The District of Columbia’s other City Council/School Board (also known as Congress) is currently considering a bill that would give some District families up to $7500 in vouchers to pay for all or part of their child’s private school tuition. The five-year plan would be the federal government’s first test of the voucher concept. Except that the test doesn’t have a valid final exam.

The bill requires the Department of Education to conduct some kind of evaluation of the program and you might think that would mean giving the same end of year test to the voucher students as is given to the students in the public schools. You would be wrong. DOE "officials do not want to require private schools to administer the same standardized test given by D.C. public schools because it would be an unnecessary burden".

So maybe we could work out some way of comparing the results of the tests given by private schools with those given by public schools.

Not all private schools in the District use tests that can be compared with the Stanford 9. Among a handful of private schools that were asked about their testing policy, Rock Creek International uses a homemade test, and the Sheridan School does not have a schoolwide achievement test.

Researchers who have studied the effectiveness of vouchers said that comparing the results of the Stanford 9 and Terra Nova tests would yield workable, but not perfect, comparisons. But comparing the Stanford 9 results with a patchwork of other tests would be problematic, they said.

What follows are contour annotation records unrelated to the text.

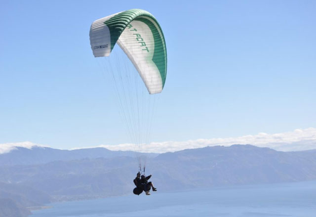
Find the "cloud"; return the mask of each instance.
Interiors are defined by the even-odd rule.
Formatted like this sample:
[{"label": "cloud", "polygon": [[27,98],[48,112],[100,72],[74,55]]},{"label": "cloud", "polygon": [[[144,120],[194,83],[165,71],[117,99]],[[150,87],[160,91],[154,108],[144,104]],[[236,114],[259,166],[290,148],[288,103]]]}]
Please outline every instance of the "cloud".
[{"label": "cloud", "polygon": [[[275,134],[260,132],[256,135],[246,135],[236,137],[199,139],[186,141],[169,141],[152,142],[142,145],[142,152],[164,153],[206,146],[233,144],[247,144],[266,147],[278,151],[302,151],[316,149],[316,128],[297,129],[294,131]],[[135,151],[135,145],[130,143],[116,145],[102,145],[113,151]]]},{"label": "cloud", "polygon": [[8,153],[12,150],[16,149],[18,147],[32,149],[33,147],[44,147],[43,145],[33,143],[31,142],[26,141],[22,142],[9,143],[0,144],[0,154]]}]

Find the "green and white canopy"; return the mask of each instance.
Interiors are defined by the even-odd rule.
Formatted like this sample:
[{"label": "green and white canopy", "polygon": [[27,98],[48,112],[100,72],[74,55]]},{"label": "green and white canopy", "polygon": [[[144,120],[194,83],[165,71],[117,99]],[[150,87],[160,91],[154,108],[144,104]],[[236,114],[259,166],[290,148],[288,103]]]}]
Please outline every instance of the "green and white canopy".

"It’s going to be a lot harder if what we have is some kids taking the Terra Nova, some kids taking the Stanford 9, some kids taking the Iowa Test of Basic Skills and some kids taking something you’ve never heard of," said Caroline Hoxby, a professor of economics at Harvard University who has studied vouchers and written favorably about them.

As tricky as the process of evaluating student progress can be, there is another assessment piece also missing from this experiment. Voucher supporters frequently assert that the competition created by such programs will in turn improve the public schools. Where is the evaluation component to demonstrate the validity of that claim?